America faces a serious shortage of primary care doctors. The reasons are not hard to understand.
Lower income is the most important factor. Adult primary care doctors (general internal medicine physicians and family medicine physicians) earn on average $100,000 or so less per year than specialists do. Our income is much greater than that of the average American, and so many people have little sympathy here. But almost all people prefer an interesting, challenging, and often difficult job that pays much more to an interesting, challenging, and often difficult job that pays much less.
Helping primary care doctors with medical school debt is unlikely to do much because the amount of debt is overwhelmed by the lifetime income difference. Average debt is around $200,000, and the difference in lifetime earnings is often around $3.5 million. All medical students understand this arithmetic.
The main cause of the income difference is the American Medical Association. This organization, dominated by specialists, essentially sets the relative Medicare rates on which private insurance rates are based. The AMA says that the government sets rates, but this is a ruse. The government follows the AMA’s lead and insurance companies follow the government. The medical establishment has been unable and unwilling to solve the problem, and this situation will continue unless the government takes over the process of setting rates and is willing to displease a large group of doctors to please another group. And the government has to get the numbers right to balance general and specialty care.
Working conditions are less important but do have an effect.
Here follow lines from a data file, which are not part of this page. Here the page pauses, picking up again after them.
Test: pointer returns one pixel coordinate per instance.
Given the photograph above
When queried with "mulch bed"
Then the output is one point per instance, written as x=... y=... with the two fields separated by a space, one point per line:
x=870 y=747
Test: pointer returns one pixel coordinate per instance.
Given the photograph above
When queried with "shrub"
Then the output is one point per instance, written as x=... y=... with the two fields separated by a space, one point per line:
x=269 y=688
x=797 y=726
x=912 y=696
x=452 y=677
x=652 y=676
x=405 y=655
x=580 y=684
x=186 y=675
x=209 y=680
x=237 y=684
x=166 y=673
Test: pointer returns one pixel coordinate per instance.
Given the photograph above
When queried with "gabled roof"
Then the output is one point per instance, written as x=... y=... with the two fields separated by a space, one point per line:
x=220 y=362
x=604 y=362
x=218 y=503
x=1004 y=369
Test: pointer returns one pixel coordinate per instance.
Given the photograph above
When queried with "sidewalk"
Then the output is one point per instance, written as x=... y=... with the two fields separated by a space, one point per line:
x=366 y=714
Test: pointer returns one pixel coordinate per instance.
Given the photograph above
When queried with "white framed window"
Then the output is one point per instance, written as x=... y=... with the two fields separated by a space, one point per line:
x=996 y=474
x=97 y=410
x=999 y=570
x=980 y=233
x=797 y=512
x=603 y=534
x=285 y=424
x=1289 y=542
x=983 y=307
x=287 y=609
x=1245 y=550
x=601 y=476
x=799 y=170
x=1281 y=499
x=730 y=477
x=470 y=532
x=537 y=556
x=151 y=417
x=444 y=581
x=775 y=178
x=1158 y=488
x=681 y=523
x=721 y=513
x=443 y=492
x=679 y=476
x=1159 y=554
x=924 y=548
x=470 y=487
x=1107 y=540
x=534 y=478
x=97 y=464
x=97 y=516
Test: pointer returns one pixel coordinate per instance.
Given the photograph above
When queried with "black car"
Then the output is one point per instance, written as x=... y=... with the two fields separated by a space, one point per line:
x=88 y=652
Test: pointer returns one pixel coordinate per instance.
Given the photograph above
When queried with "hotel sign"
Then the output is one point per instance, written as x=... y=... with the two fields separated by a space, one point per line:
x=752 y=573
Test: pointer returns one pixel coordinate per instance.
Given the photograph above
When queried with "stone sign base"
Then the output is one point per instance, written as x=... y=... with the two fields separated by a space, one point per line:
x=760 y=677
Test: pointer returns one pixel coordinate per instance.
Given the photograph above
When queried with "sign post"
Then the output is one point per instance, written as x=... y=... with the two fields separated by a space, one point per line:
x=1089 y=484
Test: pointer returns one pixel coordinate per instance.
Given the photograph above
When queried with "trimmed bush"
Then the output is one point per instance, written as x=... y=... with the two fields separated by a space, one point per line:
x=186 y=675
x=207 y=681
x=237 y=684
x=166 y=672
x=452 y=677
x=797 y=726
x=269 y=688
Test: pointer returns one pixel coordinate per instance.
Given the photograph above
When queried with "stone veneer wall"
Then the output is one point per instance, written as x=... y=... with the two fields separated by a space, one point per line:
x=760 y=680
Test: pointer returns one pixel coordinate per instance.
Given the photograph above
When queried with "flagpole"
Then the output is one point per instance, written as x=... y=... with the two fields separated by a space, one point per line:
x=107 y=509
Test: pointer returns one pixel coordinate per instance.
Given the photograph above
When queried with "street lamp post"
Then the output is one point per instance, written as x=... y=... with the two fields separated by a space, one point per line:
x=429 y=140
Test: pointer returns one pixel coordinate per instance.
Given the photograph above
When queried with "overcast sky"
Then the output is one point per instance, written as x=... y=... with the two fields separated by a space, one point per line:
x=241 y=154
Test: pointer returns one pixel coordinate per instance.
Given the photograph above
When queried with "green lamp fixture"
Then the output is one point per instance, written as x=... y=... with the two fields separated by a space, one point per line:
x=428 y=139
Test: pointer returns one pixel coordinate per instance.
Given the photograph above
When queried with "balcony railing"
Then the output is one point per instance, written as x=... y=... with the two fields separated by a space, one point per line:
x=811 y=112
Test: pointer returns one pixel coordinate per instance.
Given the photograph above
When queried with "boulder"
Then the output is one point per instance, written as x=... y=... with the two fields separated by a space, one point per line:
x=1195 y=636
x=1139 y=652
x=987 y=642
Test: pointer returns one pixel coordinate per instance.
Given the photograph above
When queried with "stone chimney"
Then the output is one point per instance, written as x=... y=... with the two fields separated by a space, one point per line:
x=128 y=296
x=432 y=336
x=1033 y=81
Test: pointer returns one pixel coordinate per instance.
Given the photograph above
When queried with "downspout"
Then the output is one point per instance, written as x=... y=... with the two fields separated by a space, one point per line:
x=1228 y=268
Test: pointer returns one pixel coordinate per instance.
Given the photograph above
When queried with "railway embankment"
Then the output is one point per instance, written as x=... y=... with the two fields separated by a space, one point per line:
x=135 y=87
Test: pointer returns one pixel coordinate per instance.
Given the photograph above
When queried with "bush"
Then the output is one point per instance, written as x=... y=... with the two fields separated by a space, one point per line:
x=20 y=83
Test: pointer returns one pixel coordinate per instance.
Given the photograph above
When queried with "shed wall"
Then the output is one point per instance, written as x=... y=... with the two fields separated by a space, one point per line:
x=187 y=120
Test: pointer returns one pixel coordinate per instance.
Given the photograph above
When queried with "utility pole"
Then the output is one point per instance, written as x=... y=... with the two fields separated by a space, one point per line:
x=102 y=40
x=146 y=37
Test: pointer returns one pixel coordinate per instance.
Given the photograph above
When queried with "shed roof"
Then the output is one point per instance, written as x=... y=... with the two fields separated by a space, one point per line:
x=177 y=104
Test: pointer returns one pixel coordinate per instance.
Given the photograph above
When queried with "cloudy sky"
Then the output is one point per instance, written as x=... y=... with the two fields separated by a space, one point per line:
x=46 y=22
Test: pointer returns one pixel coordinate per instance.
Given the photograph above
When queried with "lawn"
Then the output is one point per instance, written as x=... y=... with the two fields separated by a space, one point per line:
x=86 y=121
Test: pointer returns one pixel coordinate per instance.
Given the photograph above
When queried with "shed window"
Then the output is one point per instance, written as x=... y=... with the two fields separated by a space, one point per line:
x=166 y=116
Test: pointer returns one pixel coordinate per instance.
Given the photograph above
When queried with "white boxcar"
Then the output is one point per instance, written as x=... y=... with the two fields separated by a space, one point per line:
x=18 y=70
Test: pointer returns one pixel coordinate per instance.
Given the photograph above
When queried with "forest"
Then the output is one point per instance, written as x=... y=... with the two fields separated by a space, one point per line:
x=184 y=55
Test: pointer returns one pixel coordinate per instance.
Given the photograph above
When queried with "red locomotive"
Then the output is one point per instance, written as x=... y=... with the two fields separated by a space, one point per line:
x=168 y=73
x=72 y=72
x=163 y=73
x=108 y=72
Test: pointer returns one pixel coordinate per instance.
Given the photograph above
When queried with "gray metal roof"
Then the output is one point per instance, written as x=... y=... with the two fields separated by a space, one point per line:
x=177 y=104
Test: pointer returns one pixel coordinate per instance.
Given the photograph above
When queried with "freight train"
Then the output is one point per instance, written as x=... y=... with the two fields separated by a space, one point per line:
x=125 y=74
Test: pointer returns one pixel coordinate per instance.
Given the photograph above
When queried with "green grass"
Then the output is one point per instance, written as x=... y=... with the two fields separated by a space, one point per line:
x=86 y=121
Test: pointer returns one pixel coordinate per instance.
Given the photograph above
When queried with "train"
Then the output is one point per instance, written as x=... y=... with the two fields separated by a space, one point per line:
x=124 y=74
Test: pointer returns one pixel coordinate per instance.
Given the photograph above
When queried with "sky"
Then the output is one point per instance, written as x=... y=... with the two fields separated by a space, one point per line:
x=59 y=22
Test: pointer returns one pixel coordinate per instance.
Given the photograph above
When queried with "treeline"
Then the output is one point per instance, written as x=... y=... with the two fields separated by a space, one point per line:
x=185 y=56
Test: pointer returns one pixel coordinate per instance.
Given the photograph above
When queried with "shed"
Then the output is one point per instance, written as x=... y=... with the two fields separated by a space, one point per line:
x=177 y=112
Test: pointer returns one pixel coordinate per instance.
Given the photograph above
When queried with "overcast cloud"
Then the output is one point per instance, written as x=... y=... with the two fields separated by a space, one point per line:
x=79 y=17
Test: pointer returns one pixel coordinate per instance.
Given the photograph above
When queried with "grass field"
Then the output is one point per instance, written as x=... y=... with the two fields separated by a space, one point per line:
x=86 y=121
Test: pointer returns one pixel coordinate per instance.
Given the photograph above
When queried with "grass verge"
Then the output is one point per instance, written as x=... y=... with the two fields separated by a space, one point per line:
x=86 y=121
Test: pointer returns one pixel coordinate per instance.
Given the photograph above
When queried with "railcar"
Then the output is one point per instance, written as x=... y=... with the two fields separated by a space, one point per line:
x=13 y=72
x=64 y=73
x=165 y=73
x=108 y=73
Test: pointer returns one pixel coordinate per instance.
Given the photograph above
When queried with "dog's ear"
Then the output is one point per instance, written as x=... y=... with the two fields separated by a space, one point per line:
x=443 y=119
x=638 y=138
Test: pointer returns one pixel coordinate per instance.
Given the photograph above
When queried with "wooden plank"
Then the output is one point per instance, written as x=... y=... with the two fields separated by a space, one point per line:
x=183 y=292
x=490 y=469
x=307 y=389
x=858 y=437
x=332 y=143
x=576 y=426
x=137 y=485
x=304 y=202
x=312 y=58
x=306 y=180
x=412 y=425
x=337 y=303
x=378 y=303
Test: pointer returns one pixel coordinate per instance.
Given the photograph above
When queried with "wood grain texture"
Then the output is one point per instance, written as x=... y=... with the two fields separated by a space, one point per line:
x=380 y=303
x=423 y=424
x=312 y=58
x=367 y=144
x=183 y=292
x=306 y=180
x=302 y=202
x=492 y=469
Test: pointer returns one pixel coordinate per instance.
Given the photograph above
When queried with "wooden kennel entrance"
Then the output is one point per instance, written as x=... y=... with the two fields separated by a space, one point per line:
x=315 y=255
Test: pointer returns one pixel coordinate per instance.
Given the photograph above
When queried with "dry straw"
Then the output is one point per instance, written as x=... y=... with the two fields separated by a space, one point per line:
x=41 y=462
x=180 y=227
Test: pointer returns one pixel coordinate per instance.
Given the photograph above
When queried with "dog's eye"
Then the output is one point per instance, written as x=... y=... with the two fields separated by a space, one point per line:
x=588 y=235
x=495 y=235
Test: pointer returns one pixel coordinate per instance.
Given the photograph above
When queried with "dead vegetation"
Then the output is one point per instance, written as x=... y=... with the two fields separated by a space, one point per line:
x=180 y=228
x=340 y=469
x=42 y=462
Still, cardiologists and orthopedic surgeons work harder than we do, and there is no shortage of medical students interested in these fields. These doctors earn double what we do.
New patterns of care in general medicine have been advocated. The idea is to improve our working conditions by having us work with other health care professionals, like nurse practitioners and physician assistants, to manage patients in the most efficient manner. It is called “working at the top of one’s license.” This will let us keep people healthy, decrease health care costs, and will improve our work days into the bargain. Fewer of us will be needed as others do much of the routine work.
These new patterns of care probably won’t help make the job much better. From what I have seen so far, the idea mostly involves doctors staying later at the office to enter data into computers.
Doctors want to diagnose disease and treat sick people. Those planning to reinvent primary care medicine see things differently. They see us working as a combination of physician, public health officer, clerk, and corporate employee, all for a lot less than we could earn without the last three jobs, if only we were to choose another field.
Would you want to sign up for this, especially if you had other options? Neither do most medical students. If these problems are not addressed, the shortage will worsen. My best guess is that the problem will worsen as decision makers pay lip service to reform but institute no meaningful measures or inadequate half-measures at best.
John Horstkamp is a family physician.